Test: confronting various methods of bulk loading data from a table to another, what’s the fastest?

March 11, 2018

9 Min read

T

Most of the support request I get involved with can be summarized with the following keywords: “slow” + “datawarehouse” + “ETL” + “Save us”
What about thinking about ETL performance before it goes bad? Before the system is in production for some time , the data size reaches a decent size which wasn’t tested in DEV and you find out that the system is not able to scale at all?

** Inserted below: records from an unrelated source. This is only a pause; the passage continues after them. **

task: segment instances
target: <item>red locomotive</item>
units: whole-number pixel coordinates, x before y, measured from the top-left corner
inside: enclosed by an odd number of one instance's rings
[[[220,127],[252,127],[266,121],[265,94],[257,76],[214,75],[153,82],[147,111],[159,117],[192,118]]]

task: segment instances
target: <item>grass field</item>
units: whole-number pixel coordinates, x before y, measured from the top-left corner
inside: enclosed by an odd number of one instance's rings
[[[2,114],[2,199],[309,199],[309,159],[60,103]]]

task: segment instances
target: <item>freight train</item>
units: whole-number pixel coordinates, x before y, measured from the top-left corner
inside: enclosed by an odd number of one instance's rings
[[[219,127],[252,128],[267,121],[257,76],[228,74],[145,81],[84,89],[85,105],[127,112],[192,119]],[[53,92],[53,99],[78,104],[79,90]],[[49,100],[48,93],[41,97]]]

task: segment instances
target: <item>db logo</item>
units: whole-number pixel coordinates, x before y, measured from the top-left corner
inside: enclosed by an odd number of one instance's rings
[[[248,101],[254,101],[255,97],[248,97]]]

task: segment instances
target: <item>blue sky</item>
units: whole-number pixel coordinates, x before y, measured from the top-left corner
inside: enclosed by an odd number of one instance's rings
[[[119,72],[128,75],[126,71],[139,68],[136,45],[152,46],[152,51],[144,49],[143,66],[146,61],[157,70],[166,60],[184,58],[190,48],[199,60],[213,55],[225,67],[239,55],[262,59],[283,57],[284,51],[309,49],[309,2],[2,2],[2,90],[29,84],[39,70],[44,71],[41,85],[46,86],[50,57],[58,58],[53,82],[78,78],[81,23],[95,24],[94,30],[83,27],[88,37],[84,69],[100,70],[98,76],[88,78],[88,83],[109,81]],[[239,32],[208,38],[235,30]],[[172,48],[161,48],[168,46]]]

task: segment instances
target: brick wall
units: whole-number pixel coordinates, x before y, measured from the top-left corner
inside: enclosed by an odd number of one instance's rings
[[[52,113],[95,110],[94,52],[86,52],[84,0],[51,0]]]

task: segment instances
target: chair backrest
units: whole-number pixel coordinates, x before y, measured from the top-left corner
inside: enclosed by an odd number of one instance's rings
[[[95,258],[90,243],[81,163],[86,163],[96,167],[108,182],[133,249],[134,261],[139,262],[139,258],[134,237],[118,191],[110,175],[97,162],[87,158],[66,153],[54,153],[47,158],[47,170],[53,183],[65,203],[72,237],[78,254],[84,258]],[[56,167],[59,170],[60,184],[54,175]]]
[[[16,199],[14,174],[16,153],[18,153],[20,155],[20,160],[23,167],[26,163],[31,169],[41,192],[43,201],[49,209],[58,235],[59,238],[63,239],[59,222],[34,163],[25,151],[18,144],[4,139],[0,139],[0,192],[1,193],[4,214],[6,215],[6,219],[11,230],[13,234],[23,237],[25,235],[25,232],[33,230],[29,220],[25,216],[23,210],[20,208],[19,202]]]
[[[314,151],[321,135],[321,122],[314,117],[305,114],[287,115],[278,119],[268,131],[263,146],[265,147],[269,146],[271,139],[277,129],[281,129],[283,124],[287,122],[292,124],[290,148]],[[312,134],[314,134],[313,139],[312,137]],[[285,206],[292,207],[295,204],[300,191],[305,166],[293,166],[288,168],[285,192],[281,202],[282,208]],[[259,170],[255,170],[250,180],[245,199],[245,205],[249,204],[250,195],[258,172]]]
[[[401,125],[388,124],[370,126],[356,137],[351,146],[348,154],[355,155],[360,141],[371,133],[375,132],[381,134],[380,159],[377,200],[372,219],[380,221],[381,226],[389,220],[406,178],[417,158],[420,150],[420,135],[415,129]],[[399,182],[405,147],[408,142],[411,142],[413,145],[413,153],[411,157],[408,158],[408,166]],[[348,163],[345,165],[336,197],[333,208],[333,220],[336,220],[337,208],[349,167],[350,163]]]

Here are the steps to success:

Don’t think about the data that you have right now, think about how many data you’ll have way after the Go Live
TEST with the biggest dataset possibile.

On the subject, I’m saving you some job by testing how the performance changes when bulk importing data into a table in various conditions, let’s get to the data.

I’m testing this on my local machine, nothing fancy, SQL Server 2017 CU3, only 16GB of ram, 4 cores with HT and a very fast NVME drive for both Data files and Logs, I wanted to test the following conditions:

Table: Heap vs Clustered Index vs Clustered Columnstore Index
Recovery Mode: FULL vs BULK_LOGGED (which for bulk operations is basically the same as SIMPLE)
Hints: No Hints vs TABLOCK (My favorite hint)

In each run I monitored, other than the time to complete the operation, the log growth from a fixed dimension and the wait stats occurred during the insert; Each run was repeated twice, once with the log file starting from the standard 10GB size, and another one repeating the test with the size the Log had grown into to verify how much log growing affected performances.
As you may have noticed, an interactive PowerBI report to analyze the data I’ve gathered (don’t forget to drill down, neat!) and at the end of the post you’ll find a summary table with all the tests.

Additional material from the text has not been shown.